DEV Community

Cover image for Multiline fixed string search and replace with cli tools
Sundeep
Sundeep

Posted on • Originally published at learnbyexample.github.io

Multiline fixed string search and replace with cli tools

Credit: Cover image generated using carbon

This post shows how you can use ripgrep, perl and sd to perform multiline fixed string search and replace operations from the command line. Solution with GNU sed is also discussed, along with its limitations.

Fixed string matching

The below sample input file will be used in the examples in this post.

$ cat ip.txt
This is a multiline
sample input with lots
of special characters
like . () * [] $ {}
^ + ? \ and ' and so on.
This post shows how
you can do fixed
-string multiline
search with cli tools.
Enter fullscreen mode Exit fullscreen mode

ripgrep

ripgrep supports -U option to allow multiline matching. Use -F option to turn off regexp matching, i.e. treat the search string literally. In bash shell (and likely most other shells), you can press enter key to insert literal newline character for quoted values. When you do so, the next line starts with > and a space character. This isn't shown in the examples below to make it easier to copy-paste the commands.

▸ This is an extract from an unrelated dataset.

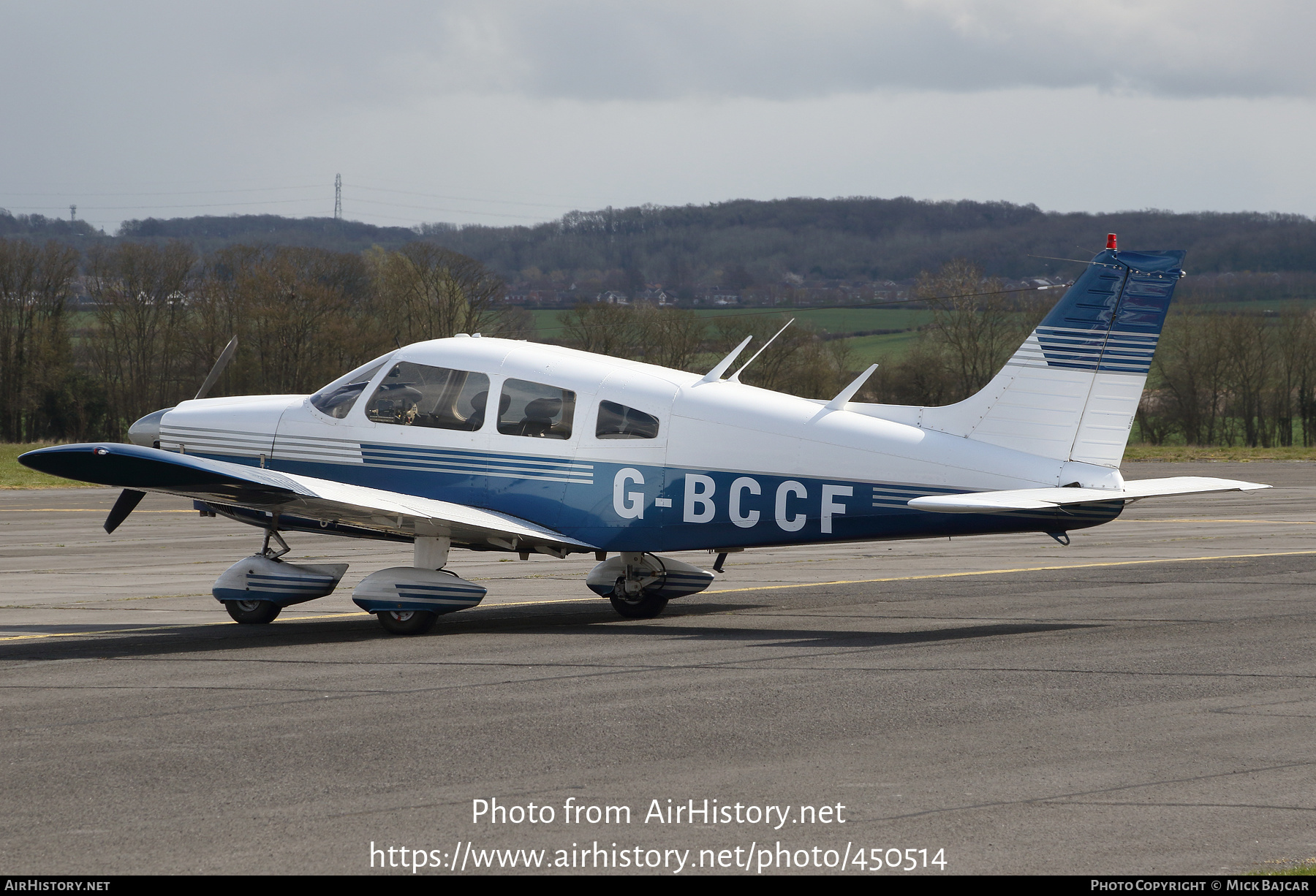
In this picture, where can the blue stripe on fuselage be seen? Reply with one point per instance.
(590, 509)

$ rg -UF 'like . () * [] $ {}
^ + ? \ and' ip.txt
4:like . () * [] $ {}
5:^ + ? \ and ' and so on.

# -l option shows only filename instead of all the matching lines
$ rg -lUF 'like . () * [] $ {}
^ + ? \ and' ip.txt
ip.txt
Enter fullscreen mode Exit fullscreen mode

You'll have an issue if your search string itself contains single quote characters. Avoid using double quotes as a workaround, as that has its own set of special characters. You can work around by concatenating multiple strings next to each other, along with escaped single quote characters as needed.

# -N option disables line number prefix
$ rg -NUF 'like . () * [] $ {}
^ + ? \ and '\'' and' ip.txt
like . () * [] $ {}
^ + ? \ and ' and so on.
Enter fullscreen mode Exit fullscreen mode

If your search string starts with - character, you'll have to use -- before the search argument.

$ rg -NUF -- '-string multiline
search' ip.txt
-string multiline
search with cli tools.
Enter fullscreen mode Exit fullscreen mode

perl

You can use -0777 option with perl to slurp the entire input as a single string. Another advantage with perl is that you can use files to pass the search and replace strings. Thus, you don't have to worry about any character that may clash with shell metacharacters. See my Perl one-liners cookbook if you are not familiar with using perl from the command line.

$ cat search_1.txt
like . () * [] $ {}
^ + ? \ and ' and so on.

# display filename if the given search string matches
$ perl -0777 -nE '!$#ARGV ? $s=$_ :
                  /\Q$s/ && say $ARGV' search_1.txt ip.txt
ip.txt
Enter fullscreen mode Exit fullscreen mode

However, you'll have to make sure the file doesn't end with a newline if you are providing partial lines for searching, or take care of it within the perl script.

$ cat search_2.txt
-string multiline
search

# no output because there's a newline at the end of search_2.txt file
$ perl -0777 -nE '!$#ARGV ? $s=$_ :
                  /\Q$s/ && say $ARGV' search_2.txt ip.txt

# this will remove newline at the end of file before assigning to $s
$ perl -0777 -nE '!$#ARGV ? $s=s/\n\z//r :
                  /\Q$s/ && say $ARGV' search_2.txt ip.txt
ip.txt
Enter fullscreen mode Exit fullscreen mode

By default, ripgrep gives entire matching lines. To get rest of the line with perl, you'll have to explicitly add a pattern around the search string.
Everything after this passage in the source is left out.